The goal of this project is to implement a Hybrid Recommender System that combines item-based and user-based recommendation methods to provide movie recommendations for a specific user. The system aims to offer a total of 10 movie recommendations by using both methods.
movieId
: Movie identifier.title
: Movie title.genre
: Movie genres.
userId
: User identifier.movieId
: Movie identifier.rating
: Rating provided by the user.timestamp
: Timestamp of the rating.
- Load both the movie and rating datasets.
- Combine movie names and genres from the movie dataset with user ratings from the rating dataset.
- Remove movies with less than 1000 total ratings, as they are considered "rare movies".
- Randomly select a user.
- Create a user-specific dataframe (random_user_df) containing movies watched by the selected user.
- Identify the movies (the_movies_of_random_user_ID) for which the user has provided ratings.
- Filter the dataframe to include only movies watched by the selected user (movies_watched_df).
- Calculate the number of users who have watched each movie (user_movie_count).
- Select users who have watched more than 60% of the same movies as the chosen user (users_watched_same_movies_with_target).

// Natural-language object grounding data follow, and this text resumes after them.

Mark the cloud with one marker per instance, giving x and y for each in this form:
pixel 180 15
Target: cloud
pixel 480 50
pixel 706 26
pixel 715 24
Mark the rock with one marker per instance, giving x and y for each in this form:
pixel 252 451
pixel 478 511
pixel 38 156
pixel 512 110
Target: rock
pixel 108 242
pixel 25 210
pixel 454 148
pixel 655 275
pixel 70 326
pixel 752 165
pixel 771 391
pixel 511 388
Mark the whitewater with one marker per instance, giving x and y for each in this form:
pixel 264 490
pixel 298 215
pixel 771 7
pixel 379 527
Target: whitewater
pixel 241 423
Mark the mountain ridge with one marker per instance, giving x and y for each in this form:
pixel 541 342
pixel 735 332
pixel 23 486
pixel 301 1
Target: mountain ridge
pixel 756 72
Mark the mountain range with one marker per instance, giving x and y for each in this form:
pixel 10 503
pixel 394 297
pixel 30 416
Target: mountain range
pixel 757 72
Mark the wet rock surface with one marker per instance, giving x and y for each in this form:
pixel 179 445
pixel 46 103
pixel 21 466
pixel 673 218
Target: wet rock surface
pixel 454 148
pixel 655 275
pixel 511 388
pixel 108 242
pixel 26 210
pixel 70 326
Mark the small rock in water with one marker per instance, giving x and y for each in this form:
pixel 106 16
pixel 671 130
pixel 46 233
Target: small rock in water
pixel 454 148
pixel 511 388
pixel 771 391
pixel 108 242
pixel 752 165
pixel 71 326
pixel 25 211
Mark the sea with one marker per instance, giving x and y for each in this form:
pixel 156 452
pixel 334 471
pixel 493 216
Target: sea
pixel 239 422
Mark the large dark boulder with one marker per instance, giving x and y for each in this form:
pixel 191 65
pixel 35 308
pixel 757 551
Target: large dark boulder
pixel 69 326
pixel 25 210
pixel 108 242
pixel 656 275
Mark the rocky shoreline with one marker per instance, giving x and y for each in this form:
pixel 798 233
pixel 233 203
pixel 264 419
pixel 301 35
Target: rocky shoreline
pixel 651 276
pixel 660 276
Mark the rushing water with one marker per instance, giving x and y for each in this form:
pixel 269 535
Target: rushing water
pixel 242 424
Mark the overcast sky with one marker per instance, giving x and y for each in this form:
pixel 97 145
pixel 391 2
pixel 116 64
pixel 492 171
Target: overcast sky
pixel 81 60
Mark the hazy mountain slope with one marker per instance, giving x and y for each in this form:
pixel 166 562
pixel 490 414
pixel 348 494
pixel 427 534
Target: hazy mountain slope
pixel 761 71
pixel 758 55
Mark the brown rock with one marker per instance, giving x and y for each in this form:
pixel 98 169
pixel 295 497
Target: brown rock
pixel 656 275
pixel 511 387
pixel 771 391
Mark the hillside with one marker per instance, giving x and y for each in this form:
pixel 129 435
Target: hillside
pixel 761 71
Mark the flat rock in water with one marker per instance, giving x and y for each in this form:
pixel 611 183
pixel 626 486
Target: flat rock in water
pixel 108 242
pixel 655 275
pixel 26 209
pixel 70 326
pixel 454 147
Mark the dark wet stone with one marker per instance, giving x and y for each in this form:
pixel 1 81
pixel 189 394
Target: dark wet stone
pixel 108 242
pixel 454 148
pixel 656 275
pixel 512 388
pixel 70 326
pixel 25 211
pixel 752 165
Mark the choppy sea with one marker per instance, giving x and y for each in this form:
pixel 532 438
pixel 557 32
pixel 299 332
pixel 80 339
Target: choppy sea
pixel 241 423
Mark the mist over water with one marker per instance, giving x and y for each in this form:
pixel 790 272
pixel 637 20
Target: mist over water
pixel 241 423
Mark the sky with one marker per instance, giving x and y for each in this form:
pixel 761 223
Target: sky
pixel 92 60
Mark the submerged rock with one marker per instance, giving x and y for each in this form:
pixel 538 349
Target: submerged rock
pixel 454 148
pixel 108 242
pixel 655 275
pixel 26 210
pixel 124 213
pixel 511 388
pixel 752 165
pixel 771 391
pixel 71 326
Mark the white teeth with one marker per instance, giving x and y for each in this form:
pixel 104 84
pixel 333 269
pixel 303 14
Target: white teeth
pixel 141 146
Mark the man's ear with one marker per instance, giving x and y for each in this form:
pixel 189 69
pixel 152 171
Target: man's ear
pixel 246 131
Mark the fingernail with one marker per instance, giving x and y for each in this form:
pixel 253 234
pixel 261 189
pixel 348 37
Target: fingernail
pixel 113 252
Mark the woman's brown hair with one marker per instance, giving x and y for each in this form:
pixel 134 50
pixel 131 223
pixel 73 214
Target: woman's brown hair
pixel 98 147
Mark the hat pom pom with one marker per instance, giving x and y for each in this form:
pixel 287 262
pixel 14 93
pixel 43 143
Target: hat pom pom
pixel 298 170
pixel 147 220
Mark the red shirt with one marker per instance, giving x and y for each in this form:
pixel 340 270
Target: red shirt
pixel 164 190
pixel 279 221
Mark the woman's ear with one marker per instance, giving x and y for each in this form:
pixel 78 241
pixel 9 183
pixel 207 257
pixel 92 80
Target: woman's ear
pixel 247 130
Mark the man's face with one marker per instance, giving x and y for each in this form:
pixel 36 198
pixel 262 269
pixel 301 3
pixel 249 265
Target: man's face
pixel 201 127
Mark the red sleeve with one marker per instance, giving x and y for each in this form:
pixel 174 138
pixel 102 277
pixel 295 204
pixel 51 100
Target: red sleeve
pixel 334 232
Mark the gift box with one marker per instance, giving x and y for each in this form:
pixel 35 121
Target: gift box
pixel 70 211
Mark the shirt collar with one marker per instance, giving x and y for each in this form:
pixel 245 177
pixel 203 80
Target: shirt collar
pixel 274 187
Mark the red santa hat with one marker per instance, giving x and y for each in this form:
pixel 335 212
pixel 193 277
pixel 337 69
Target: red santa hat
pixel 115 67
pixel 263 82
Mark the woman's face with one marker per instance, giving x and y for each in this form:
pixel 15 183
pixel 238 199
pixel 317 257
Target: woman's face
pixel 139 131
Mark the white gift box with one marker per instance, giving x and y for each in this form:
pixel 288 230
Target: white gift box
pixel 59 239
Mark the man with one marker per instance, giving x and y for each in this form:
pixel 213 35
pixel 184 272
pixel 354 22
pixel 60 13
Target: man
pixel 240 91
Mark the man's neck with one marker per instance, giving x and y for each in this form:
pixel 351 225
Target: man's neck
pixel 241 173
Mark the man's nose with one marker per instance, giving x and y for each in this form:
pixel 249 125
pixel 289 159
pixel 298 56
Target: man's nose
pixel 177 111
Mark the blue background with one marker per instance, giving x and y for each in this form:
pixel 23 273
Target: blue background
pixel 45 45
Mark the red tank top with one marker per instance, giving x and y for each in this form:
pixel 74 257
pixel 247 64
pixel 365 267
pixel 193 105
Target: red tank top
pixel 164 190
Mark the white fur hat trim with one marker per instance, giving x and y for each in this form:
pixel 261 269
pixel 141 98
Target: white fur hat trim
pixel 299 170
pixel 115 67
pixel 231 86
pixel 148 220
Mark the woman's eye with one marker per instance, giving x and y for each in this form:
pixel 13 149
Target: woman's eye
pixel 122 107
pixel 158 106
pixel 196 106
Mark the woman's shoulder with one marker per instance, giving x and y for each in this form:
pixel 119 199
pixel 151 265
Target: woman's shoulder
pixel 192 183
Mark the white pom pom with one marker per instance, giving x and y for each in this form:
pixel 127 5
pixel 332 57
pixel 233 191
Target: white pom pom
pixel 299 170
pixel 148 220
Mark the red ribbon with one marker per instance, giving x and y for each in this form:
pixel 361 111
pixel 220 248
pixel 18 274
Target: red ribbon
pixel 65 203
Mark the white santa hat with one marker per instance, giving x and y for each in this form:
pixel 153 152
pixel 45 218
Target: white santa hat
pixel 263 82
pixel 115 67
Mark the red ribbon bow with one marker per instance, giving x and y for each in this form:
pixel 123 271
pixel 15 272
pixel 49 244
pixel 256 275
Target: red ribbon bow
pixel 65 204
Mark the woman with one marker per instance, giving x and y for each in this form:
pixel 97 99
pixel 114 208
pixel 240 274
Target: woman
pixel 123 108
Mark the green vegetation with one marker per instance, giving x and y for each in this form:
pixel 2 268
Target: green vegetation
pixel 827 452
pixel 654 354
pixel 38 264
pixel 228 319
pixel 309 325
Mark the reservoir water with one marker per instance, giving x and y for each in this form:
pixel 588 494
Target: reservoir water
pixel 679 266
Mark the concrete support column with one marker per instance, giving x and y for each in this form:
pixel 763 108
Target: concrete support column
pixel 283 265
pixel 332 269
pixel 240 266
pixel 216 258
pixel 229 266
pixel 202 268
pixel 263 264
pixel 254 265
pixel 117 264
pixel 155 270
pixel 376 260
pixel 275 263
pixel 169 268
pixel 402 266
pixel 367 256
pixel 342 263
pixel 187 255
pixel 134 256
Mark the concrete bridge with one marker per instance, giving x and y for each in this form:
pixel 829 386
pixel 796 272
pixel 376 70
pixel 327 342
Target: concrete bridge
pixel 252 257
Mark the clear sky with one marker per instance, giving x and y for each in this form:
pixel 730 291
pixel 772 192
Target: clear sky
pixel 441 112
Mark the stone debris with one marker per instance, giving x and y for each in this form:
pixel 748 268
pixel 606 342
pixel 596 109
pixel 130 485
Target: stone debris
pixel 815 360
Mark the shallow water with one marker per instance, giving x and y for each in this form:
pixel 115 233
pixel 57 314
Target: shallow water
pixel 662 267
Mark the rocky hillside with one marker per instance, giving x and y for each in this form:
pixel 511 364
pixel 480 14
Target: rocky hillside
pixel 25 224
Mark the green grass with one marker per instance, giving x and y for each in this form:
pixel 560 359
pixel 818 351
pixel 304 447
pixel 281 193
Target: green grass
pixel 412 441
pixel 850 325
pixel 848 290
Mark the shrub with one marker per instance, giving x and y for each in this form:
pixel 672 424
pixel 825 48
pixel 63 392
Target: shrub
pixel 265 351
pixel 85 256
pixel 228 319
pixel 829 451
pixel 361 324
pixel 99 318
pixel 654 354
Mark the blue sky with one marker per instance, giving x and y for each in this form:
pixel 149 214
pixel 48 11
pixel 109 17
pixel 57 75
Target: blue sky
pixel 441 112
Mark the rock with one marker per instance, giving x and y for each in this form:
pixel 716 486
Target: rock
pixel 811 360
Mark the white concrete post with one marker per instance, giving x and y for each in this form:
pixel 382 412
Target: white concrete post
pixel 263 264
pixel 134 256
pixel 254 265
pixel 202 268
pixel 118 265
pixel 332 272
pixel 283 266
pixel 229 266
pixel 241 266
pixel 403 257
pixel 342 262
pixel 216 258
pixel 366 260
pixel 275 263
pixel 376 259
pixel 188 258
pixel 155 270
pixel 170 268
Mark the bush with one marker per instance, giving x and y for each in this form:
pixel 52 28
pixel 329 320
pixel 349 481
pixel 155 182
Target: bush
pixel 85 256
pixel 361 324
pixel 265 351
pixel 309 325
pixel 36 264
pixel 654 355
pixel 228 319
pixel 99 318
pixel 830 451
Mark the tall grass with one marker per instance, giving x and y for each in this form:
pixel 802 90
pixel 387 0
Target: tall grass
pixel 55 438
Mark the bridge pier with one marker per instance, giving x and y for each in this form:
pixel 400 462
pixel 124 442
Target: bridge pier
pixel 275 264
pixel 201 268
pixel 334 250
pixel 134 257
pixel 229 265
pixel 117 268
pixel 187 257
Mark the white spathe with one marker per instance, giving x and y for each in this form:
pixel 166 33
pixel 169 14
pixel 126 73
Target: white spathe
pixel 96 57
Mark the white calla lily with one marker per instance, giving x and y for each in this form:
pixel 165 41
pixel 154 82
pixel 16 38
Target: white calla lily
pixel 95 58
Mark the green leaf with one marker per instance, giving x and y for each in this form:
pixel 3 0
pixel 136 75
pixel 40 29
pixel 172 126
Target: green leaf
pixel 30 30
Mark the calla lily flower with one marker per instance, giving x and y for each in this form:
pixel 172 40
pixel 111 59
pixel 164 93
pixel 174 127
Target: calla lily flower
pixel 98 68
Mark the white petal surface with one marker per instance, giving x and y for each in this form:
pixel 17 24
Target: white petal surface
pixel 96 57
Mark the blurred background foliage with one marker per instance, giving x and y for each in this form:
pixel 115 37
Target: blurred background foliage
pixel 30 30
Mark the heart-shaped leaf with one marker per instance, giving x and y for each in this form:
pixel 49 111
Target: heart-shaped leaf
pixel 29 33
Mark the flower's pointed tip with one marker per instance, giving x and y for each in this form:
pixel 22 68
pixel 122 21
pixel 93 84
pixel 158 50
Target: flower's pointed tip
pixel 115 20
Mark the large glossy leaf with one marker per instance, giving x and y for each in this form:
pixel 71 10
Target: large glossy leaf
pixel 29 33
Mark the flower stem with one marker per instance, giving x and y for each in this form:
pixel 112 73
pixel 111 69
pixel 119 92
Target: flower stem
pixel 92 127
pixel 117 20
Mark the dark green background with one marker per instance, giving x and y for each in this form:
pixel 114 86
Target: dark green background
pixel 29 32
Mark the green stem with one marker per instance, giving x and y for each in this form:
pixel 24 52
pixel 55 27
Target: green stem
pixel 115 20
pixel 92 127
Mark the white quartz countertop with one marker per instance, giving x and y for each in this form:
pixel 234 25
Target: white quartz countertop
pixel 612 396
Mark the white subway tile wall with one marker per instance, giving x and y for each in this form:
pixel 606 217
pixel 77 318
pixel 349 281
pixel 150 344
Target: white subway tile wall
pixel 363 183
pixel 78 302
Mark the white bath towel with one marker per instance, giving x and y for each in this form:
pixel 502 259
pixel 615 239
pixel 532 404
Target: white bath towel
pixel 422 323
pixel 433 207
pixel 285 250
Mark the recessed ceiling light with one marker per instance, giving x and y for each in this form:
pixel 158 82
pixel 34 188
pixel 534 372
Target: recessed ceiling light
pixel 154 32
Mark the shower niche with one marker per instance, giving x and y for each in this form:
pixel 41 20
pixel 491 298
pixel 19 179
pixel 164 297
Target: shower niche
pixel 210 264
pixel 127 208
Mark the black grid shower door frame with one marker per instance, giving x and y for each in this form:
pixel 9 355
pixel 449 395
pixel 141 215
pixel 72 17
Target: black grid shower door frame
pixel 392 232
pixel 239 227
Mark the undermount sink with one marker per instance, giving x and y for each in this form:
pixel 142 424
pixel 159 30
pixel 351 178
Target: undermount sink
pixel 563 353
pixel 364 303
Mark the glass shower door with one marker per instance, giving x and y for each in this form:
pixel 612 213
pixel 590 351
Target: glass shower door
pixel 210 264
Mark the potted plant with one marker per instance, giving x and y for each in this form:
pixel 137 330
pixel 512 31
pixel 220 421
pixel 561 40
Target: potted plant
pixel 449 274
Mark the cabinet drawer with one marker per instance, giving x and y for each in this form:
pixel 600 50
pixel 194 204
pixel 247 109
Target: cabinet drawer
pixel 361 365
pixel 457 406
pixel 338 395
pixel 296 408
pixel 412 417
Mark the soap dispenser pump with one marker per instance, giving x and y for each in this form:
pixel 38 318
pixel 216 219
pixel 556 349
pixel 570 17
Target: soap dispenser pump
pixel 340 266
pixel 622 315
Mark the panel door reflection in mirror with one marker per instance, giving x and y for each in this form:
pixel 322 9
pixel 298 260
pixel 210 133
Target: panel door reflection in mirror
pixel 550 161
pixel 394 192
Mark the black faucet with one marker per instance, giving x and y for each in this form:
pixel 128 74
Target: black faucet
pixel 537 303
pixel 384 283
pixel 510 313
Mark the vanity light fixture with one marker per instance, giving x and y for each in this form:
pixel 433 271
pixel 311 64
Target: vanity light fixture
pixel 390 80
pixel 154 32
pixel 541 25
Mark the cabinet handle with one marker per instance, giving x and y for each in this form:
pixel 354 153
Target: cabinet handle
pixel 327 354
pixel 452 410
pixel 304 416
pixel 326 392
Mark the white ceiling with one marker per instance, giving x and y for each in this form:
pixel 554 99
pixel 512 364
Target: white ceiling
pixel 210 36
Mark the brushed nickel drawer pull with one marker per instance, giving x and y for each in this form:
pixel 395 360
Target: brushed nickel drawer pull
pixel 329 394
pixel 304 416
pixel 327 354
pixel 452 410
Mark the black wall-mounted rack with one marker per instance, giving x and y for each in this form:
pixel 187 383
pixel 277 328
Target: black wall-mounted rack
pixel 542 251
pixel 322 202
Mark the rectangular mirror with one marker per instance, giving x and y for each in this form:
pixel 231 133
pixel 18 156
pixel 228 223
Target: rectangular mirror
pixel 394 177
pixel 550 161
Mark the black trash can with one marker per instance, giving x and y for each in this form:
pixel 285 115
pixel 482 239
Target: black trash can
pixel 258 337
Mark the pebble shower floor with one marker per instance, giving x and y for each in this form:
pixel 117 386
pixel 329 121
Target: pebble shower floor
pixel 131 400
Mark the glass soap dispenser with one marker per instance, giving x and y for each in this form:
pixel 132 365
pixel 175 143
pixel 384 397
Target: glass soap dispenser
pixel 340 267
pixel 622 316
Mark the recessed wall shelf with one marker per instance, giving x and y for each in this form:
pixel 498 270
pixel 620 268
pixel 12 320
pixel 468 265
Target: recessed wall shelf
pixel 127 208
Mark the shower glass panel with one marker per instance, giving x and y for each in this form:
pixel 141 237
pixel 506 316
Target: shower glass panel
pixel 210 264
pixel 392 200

- Filter the movies_watched_df dataframe to include only users with a correlation of 0.65 or higher with the chosen user.
- Calculate the correlation between users and create a new dataframe (corr_df).
- Select the users with the highest correlation and save them in the top_users dataframe.
- Calculate the weighted average rating for each movie and create the recommendation_df dataframe.
- Select movies with a weighted rating higher than 3.5 and sort them by weighted rating.
- The top 5 movies to be recommended are obtained.
- Identify the most recently watched and "5" rated movie by the user (the_movie).
- Filter the user_based_df dataframe based on the selected movie.
- Calculate the correlation between the selected movie and other movies.
- Recommend the top 5 movies, excluding the selected movie itself.
To use the Hybrid Recommender System, you can follow these steps:
- Prepare the dataset by loading and cleaning the movie and rating datasets.
- Identify the movies watched and rated by the user.
- Determine similar users based on movies watched.
- Calculate weighted average recommendation scores and select the top 5 movies.
- Obtain item-based recommendations based on the user's most recently watched movie.
The system provides movie recommendations that are a combination of user-based and item-based methods, offering a diverse set of movies that the user may enjoy based on their viewing history and preferences.